Resolved: Cons: handling dataset with imbalance cases
Is it true that Decision Tree cannot handle dataset with imbalance cases? Say I have a dataset where "default" is my outcome variable where yes=1 and no=0. However, I have 95% of the cases in 0 and only 5% in 1. I tried to build a DT, but got nothing out of it. How do I solve this problem? Many thanks.
Hi,
Unfortunately, yes.
You have arrived at the age old problem in ML classification problems - unbalanced datasets. This problem is not specific to decision trees, but pretty much every classification algorithm struggles with it. There are some tricks that can help you build a better model, but there is no one size fits all technique, it all depends on your particular dataset.
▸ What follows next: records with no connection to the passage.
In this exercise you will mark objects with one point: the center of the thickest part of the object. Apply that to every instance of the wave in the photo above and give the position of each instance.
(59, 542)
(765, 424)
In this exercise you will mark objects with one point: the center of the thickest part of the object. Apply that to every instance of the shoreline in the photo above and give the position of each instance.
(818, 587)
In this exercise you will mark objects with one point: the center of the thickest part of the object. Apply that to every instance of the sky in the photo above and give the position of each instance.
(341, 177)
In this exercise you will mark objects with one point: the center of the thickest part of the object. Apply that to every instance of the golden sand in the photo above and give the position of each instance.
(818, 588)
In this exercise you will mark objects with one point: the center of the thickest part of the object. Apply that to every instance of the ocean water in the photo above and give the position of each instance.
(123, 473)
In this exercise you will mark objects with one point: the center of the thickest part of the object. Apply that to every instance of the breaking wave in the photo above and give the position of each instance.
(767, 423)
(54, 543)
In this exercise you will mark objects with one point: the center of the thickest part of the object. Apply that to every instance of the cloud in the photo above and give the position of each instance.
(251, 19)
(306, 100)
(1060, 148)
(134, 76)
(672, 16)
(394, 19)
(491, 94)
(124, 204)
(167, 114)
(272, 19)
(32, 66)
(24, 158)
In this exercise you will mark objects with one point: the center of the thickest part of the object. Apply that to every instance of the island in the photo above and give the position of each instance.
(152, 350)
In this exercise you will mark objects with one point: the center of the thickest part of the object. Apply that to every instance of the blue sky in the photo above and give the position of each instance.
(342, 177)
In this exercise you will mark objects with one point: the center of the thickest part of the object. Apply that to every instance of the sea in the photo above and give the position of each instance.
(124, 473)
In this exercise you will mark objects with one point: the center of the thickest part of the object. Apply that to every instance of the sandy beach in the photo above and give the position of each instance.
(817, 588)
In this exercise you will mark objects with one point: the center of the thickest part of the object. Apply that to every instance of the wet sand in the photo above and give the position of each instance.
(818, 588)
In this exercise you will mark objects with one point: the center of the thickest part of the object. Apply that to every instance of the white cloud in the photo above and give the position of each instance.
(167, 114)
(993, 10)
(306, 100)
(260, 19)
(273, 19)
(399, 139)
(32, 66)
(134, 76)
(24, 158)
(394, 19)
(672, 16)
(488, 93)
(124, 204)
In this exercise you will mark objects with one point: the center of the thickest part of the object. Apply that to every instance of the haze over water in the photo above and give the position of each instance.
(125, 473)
As a starting point, you can adjust the weights of your classes, in order to put more emphasize on the smaller one.
This can be done through class_weight
parameter. You can either set the weights manually, like this {0:1, 1:N}
(so, the class '1' will be N times more important); or leave that to be done automatically by sklearn with "balanced"
. You can (and should) read more about this parameter here https://scikit-learn.org/stable/modules/generated/sklearn.tree.DecisionTreeClassifier.html
As a side note, this stack exchange answer is pretty well written and gives you more ideas about different approaches you can take: https://stats.stackexchange.com/a/28054
Hope this helps!
Best,
Nikola, 365 team
Thanks!